Since Albrink and Man were of the opinion that elevated blood triglyceride concentrations rather than higher blood cholesterol concentrations were the better predictors of risk for developing CHD, they were bound to conclude the following:

At least in diabetic persons, the present study suggests that the increased coronary rate over the past 30 years has not been associated with any change in the serum cholesterol, but rather with an increased triglyceride concentration, and the dietary change has been in the direction of lower fat and higher carbohydrate intake rather than the higher fat reported for the country as a whole. Indeed starvation, rigorous caloric restriction, and stringent high fat, low carbohydrate diets were the only form of therapy for diabetes prior to insulin. A similar diet, liberal in fat but low in carbohydrate, was carried over in the early part of the 1930’s when the present study began, but in recent years fat intake has been reduced to that of the country as a whole and carbohydrate intake has been liberalized. Thus the rising triglyceride concentration of diabetics is associated with the trend toward decreasing dietary fat and increasing carbohydrate intake. (21)

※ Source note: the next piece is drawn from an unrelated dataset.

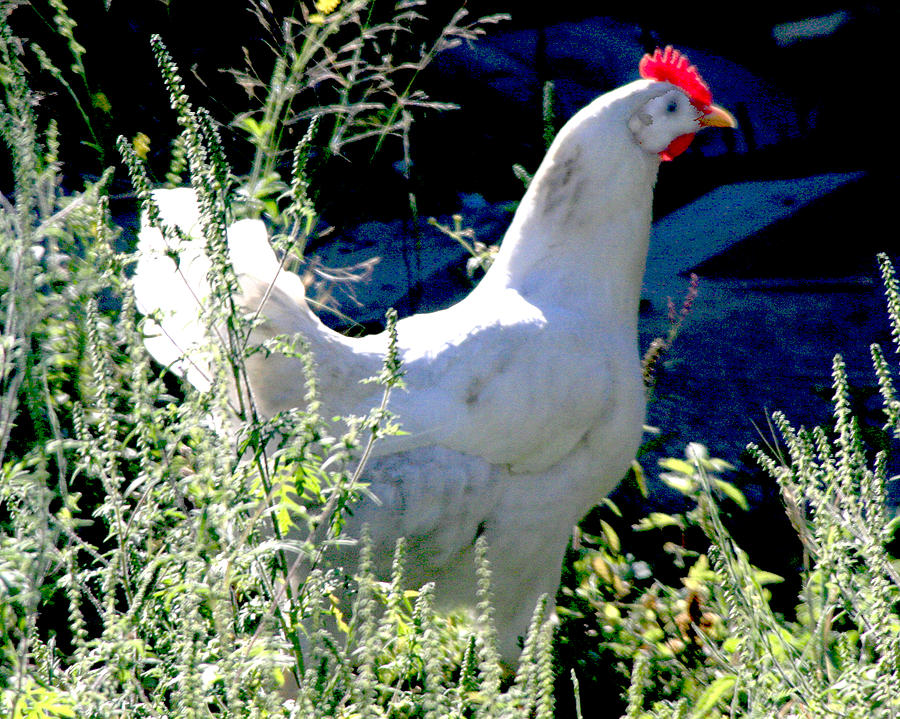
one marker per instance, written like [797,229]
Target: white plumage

As if their first dramatic finding (debunking the lipid hypothesis) was not enough, Albrink and colleagues were now proposing a second theory that would also be completely ignored in the teaching of cardiology and internal medicine, then and now. They proposed that the prescription of a higher carbohydrate diet to persons with T2DM may cause their blood triglyceride concentrations to rise (Figure 5). According to their first controversial theory, this would have to mean that a higher carbohydrate diet would place these persons at increased risk for CHD. Kuo, of course, later provided them with evidence that their theory was correct and a high-carbohydrate diet does indeed elevate blood triglyceride levels.

Kuo noted that others (34, 35) had already observed that very high-carbohydrate diets (80%) could cause blood triglyceride concentrations to increase even in healthy persons (34). But diets containing such large amounts of carbohydrate are unusual, so this finding is not of much practical significance.

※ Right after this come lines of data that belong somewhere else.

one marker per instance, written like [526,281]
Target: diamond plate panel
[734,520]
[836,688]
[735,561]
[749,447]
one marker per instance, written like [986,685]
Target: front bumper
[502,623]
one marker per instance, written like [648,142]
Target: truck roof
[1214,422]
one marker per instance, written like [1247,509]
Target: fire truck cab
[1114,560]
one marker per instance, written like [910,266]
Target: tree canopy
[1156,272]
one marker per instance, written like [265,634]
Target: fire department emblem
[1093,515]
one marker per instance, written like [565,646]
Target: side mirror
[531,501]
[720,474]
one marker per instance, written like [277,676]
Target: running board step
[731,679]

Kuo’s next contribution (22, 36) was to establish that humans differ in their sensitivity to this carbohydrate-induced hypertriglyceridemia so that some would develop hypertriglyceridemia with much lower carbohydrate intakes. He wrote:

The salient feature of a patient sensitivity to carbohydrate resides in his ability to develop hyper(tri)glyceridemia on an average American diet, estimated to supply 35% to 40% of total calories largely as refined carbohydrates … (so that) wide fluctuations of the serum triglyceride level in relation to carbohydrate intake is another distinctive feature of carbohydrate-induced hyper(tri)glyceridemia. (22, pp.106-107)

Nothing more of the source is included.